Mas algo começou a mudar.
Nos últimos dois anos, a recomposição do CARF e a volta do voto de qualidade colocaram o órgão novamente no centro da agenda fiscal. Só que, desta vez, o debate não é apenas sobre quem “ganha” ou “perde” as causas — e sim sobre qual modelo de governança tributária o país quer sustentar.
A volta do protagonismo — e o novo perfil das decisões
O voto de qualidade, que sempre foi o divisor ideológico das sessões, voltou sob nova roupagem. A retórica do “empate pró-contribuinte”, criada em 2020, acabou produzindo distorções relevantes: abriu-se espaço para planejamentos excessivamente agressivos e um represamento de autos de infração de alta materialidade.
O retorno do voto de qualidade em 2023, agora acompanhado de transparência reforçada e uma composição mais técnica, sinalizou um reposicionamento institucional. O CARF parece buscar um equilíbrio: preservar a arrecadação sem punir a boa-fé empresarial.
E as decisões recentes mostram essa inflexão. Teses sobre ágio interno, JCP e tributação de subvenções passaram a ser tratadas com um pragmatismo que não se via há alguns anos. Não se trata de afrouxar critérios — trata-se de aplicar a técnica sem ideologia.
Um tribunal que dita o compasso do risco
As empresas estão entendendo algo fundamental: o CARF voltou a ser o termômetro real de risco fiscal. Em muitos casos, mais importante do que a jurisprudência do STJ é entender como o CARF está lendo a intenção e a substância econômica das operações.

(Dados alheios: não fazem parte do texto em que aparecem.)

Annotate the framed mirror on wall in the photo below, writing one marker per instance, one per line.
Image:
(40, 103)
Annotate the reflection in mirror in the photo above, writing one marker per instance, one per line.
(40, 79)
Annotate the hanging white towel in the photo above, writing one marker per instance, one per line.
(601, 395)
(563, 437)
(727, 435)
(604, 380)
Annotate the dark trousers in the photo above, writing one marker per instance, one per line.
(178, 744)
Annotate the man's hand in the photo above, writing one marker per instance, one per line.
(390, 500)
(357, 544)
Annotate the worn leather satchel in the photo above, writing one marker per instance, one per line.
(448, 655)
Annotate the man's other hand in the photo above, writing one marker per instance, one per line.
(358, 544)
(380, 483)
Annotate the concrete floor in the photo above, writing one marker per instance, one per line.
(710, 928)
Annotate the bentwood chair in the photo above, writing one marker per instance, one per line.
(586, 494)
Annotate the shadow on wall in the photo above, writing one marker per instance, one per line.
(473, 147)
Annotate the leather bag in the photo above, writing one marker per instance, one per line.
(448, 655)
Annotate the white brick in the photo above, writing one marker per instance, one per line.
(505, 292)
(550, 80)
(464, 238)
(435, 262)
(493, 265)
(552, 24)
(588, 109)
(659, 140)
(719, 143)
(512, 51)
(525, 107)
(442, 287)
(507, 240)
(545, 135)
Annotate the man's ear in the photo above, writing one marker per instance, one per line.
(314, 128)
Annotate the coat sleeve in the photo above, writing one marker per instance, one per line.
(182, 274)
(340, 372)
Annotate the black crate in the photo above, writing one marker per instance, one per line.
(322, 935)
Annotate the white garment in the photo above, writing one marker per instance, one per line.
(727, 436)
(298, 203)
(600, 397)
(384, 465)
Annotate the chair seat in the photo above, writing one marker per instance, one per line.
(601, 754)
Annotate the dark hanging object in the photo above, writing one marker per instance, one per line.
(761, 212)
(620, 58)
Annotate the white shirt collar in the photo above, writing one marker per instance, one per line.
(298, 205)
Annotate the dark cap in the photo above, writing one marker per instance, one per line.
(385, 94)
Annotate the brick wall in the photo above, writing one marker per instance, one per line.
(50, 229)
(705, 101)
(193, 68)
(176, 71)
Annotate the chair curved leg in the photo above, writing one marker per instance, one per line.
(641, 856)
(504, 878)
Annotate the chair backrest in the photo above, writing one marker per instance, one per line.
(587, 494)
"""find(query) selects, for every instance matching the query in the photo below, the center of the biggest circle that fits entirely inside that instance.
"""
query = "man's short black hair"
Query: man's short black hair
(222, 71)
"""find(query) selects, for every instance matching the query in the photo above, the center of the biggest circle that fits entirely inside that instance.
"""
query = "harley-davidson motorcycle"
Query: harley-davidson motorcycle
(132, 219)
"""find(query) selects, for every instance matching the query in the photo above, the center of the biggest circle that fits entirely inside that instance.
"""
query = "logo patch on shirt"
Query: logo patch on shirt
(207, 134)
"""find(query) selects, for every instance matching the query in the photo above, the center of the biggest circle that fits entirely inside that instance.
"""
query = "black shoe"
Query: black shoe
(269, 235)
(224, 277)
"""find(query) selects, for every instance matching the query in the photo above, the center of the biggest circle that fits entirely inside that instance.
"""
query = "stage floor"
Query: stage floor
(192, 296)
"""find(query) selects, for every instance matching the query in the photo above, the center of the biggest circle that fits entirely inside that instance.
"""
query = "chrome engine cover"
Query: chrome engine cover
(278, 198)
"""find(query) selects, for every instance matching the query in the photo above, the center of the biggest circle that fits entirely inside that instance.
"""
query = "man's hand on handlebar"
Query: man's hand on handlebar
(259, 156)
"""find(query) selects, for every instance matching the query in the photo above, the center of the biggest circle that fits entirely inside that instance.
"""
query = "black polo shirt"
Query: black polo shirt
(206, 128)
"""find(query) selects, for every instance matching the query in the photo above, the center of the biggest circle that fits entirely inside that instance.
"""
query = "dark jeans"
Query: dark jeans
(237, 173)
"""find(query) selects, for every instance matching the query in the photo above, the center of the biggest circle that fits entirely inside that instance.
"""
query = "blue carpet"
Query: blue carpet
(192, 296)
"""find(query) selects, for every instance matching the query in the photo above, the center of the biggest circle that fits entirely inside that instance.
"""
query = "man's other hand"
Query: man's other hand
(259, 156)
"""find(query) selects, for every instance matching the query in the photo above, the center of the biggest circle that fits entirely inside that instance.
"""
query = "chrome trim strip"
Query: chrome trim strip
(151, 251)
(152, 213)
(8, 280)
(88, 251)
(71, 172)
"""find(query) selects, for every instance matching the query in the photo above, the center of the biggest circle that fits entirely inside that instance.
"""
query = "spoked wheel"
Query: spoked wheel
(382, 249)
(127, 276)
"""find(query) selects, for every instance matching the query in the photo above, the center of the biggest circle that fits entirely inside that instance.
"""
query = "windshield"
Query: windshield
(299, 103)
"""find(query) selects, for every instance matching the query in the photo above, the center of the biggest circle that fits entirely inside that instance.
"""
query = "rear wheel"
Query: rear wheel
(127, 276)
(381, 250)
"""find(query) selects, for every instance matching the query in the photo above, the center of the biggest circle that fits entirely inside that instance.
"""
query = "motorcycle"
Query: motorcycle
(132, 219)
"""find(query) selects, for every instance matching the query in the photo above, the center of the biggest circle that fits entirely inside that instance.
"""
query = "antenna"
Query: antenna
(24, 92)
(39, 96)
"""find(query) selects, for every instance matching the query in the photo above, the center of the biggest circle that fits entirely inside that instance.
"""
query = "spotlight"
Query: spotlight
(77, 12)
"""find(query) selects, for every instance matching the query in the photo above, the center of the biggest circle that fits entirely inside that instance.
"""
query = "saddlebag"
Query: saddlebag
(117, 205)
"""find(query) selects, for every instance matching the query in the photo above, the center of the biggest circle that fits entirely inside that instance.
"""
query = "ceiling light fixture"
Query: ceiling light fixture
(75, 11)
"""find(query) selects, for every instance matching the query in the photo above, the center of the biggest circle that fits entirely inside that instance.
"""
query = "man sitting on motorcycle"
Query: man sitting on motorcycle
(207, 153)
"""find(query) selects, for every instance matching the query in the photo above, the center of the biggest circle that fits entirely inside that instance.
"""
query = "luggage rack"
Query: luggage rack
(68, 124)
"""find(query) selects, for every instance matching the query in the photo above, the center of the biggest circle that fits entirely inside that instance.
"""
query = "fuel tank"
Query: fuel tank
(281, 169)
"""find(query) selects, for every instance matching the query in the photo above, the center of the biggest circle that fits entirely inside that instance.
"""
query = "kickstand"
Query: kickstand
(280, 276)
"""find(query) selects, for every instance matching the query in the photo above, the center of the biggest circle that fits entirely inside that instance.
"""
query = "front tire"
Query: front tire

O novo perfil de julgadores, muitos com forte background contábil e financeiro, trouxe uma leitura mais sofisticada da interação entre CPCs e normas fiscais. O CPC 15 (combinação de negócios) e o CPC 25 (provisões e contingências), por exemplo, tornaram-se referências usuais em votos — um avanço notável.
Para as companhias abertas, isso muda o jogo: as posições fiscais não são apenas debates jurídicos, mas também indicadores de governança e reputação.
O impacto na gestão tributária corporativa
Esse novo ambiente obriga as empresas a revisitar seus mapas de risco e as narrativas por trás das posições defendidas. O que antes era uma disputa técnica sobre alíquotas ou conceitos tornou-se uma discussão sobre credibilidade institucional.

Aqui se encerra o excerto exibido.